Chapter One: Taking Possession
Lady Elizabeth von Sarmas fingered her prayer beads and wondered if any room existed on the former Windthorst Estate for a cannon foundry. According to the map draped over the small table in her chamber, the estate sat in the perfect location for a foundry. A river deep enough for small barges flowed through the property, trees in plenty would make building relatively easy, the estate sat well back from the dangerous border lands to the east and west of the Eastern Empire, and she could set up a test ground far enough away from the settlements that no one would be endangered when something went wrong; because things always went wrong.
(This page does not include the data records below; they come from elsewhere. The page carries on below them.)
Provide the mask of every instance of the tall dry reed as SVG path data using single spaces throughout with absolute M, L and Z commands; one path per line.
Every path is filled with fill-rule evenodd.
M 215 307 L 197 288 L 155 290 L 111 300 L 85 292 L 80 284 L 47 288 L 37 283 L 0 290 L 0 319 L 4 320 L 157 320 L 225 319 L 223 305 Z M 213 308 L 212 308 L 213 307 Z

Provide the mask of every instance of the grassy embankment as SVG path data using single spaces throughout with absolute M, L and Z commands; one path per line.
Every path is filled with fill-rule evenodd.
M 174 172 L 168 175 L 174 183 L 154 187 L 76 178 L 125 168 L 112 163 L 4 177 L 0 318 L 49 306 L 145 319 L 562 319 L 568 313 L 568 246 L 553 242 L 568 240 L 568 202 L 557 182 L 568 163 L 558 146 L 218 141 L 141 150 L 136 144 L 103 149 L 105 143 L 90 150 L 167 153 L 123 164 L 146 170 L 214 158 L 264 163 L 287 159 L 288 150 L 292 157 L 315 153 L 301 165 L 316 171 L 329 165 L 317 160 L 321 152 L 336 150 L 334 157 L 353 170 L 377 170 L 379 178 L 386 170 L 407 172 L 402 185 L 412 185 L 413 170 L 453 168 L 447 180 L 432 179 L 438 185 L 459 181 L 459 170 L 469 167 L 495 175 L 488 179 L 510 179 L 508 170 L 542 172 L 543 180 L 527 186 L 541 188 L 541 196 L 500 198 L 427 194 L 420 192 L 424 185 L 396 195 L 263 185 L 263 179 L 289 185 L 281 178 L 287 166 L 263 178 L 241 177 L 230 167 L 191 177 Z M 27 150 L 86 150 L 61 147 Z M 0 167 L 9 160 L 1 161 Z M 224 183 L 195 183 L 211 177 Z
Someone tapped on the door and she looked up. “Yes?”
A servant curtsied. “My lady, his grace Aquila von Starland is here.”
“Thank you,” Elizabeth stood up from the table. “Have tea and liqueur ready in the solar, please.” Not that she used the room as a fine lady’s solar, for taking tea and doing needlework—instead, Elizabeth had set it up with a proper map table, much to the dismay of the late Count Eric Windthorst’s staff. I need to replace them with my own people, she reminded herself. But you could not hire twenty good servants on three weeks’ notice.
Elizabeth brushed off her split skirt and walked down the curving wooden staircase to greet her mentor. The bare stone and plaster walls irritated her, but the tapestries that had hung there until five days ago had bothered her even more. She wrinkled her nose, thinking Ugh. How could something like that not have been noticed? They had escaped notice because until she moved into Windthorst House, no postulant sister, or any other clergy of Godown, ever caught a glimpse of the hangings. The weavers had concealed the iconography well and the workmanship impressed her greatly, but she refused to stay under the same roof with anything even vaguely related to the worship of Selkow. They made quite a bonfire, and the ashes should help the garden.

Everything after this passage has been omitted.